2024 Maryland General Assembly ‘Most Challenging’

That’s according to one Frederick County Legislator.

Senator Karen Lewis Young  (Photo from Maryland General Assembly)

Frederick, Md (KM) It was one of the most challenging sessions she  has seen in the ten years in serving  as a state lawmaker. That assessment of the recently-completed 2024 Maryland General Assembly comes from Frederick County State Senator Karen Lewis Young, who cites two reasons. . “We came in facing a $761-million budget deficit. And the second reason is there were way, way, way too many  bills,” she says.

Despite the large number of bills, Senator Lewis Young says several pieces of legislation passed. One measure would require realtors to inform potential home buyers if the property they want to purchase is within a mile for a superfund site. If it is, the buyer has five days to rescind the agreement to buy the home. “Last year, it was a local bill This year it was a statewide bill because there are 23 superfund sites in the state,” she says.
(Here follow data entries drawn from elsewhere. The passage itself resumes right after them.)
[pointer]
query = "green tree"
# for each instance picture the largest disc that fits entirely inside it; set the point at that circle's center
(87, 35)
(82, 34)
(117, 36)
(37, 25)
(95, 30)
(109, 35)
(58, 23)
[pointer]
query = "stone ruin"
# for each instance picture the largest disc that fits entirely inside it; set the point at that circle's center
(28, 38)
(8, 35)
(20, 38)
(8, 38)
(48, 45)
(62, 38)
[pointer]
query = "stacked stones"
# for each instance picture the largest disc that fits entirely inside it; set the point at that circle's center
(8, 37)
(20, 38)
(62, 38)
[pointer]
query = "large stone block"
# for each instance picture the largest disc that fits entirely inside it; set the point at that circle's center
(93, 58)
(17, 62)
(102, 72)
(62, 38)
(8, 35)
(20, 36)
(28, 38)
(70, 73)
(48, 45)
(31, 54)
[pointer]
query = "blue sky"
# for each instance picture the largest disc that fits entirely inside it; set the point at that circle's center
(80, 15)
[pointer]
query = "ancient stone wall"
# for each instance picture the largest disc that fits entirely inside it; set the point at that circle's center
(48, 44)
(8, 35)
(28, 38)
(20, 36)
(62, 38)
The impetus for this bill came from plans to construct homes  near Fort Detrick’s Area B where biological and chemical wastes were dumped in past years. The development would located off of Fort Detrick property.

Another bill that passed was  the Love for Lochlin’s Law which is named for a five-year-old Frederick boy who died in 2020 because he was not diagnosed and treated for sepsis. “And now with the passage of this bill, all emergency rooms as well as urgent care facilities,  must follow some very standardized protocols  so they can identify sepsis early,” says Senator Lewis Young.

Sepsis results when the body releases chemicals to fight microorganisms, bacteria and viruses which can lead to inflammation of the body. It can result in organs such as the kidneys shutting down and respiration stops. This condition can eventually lead to death.

There was a third delegation bill that Senator Lewis Young fought for which would set up a truancy reduction court tin Frederick County. She said truancy has been a problem in the county which has grown since the COVID-19 pandemic. “This is a wonderful collaborative program between the public school system, the court system that really encourages and motivates young people to stay in school, but it’s not punitive,” she says.

Senator Lewis Young points out that many  young people who lack a high school diploma will find it very difficult to succeed in life.

Local legislators were able to bring back $24-million in state funding for local projects which Senator Lewis Young says will “serve our community well.”  Some of those projects include “the Frederick Scott Key American Legion will get money to repair their roof and their elevator. AARCH–the African-American Historical Society–will get some capital money. The 7th Street Fountain, traffic calming.”

But there were some bills that didn’t make it out of the General Assembly, and Senator Lewis Young says many will be back next year. “I want to look at combined reporting again because large corporations like Wal Mart and Target Burger King and McDonald’s aren’t paying state taxes, And they do in about 30 other states,” she says.

Lewis Young says she will start early in filing bills for the 2025 session. “Those bills  that didn’t move this year developing a plan of action and vetting  with all stakeholders earlier this year,” she says.

Also, Senator Lewis Young says she  will get her staff to come up with a report called “Lessons Learned” so legislators can do a better job next year.